After asking Bangladesh to bat first and despite there being very little assistance from the pitch for the seamers, the Kiwi fast bowlers -- especially Neil Wagner -- kept things simple and did what was expected of him by unleashing a barrage of short deliveries. Bangladesh's batsmen fell for the trap and the tourists were all out for 234 despite Tamim Iqbal's blistering hundred.
It was pretty similar when New Zealand went out to bat. Openers Jeet Raval struck his maiden Test hundred in an opening stand of 254 -- the third-highest opening stand in New Zealand's history -- with Tom Latham, who smashed his fourth 150-plus score.
The Seddon Park green-top was expected to play even better as the day progressed and in such conditions, Bangladesh's pacers Ebadot Hossain, Khaled Ahmed and Abu Jayed looked helpless.
There was hardly any notable spell from the fast bowlers both in terms of their pace or the maintenance of a tight line and length to test the home batsmen. None of the specialist Bangladesh seamers managed to pick up a wicket, which will hurt the visitors even more.
To make things even more difficult, both Raval and Latham waited for the bowlers to get tired while also cashing in on the odd loose delivery with assured boundaries.
Even Bangladesh head coach Steve Rhodes admitted that there were constant changes in plans with the ball which eventually did not work, but he also gave credit to the Kiwi batsmen.
“We didn't start the day as well as we wanted with the ball and we probably went too leg stump-ish and then we changed plans as we planned to go leg side. And then we had another plan probably way too early which was to go short. It could have worked but it didn't as you have to understand that sort of plan takes a lot out of the bowlers and we might have to do that from one end rather from both ends. The bowlers were pretty cooked going into the afternoon and evening sessions,” Rhodes told reporters yesterday.
The Englishman, however, did prescribe his seamers to be more consistent when it comes to hitting the right areas consistently in Test cricket and backed them, saying it was a 'learning curve' for the young pacers.
Talking about learning, the Tigers' batsmen could also take a lesson from their New Zealand counterparts like Raval, Latham, and skipper Kane Williamson, who remained unbeaten on a chanceless 93.
It took 27 innings for Raval to eventually to bring up his maiden ton in Test cricket and the 30-year-old's words after play held some tips for the Bangladesh batsmen, who like to play their shots and are often not able to resist that approach in Test cricket, which led to the sub-par first innings.

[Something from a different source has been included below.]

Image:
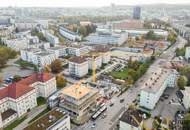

“I have worked with the red ball and I made sure I work on my discipline and focus, which I wanted to build on especially after getting those starts and not being able to convert those into big scores. I had a chat about it with the coaches and it worked well for me. If you are very clear on how you go about your innings, it makes it easy but if you are confused and try to pick and choose it makes it slightly complicated. So I just try to keep it as simple as possible and try to be disciplined within my own game plan,” Raval told reporters yesterday.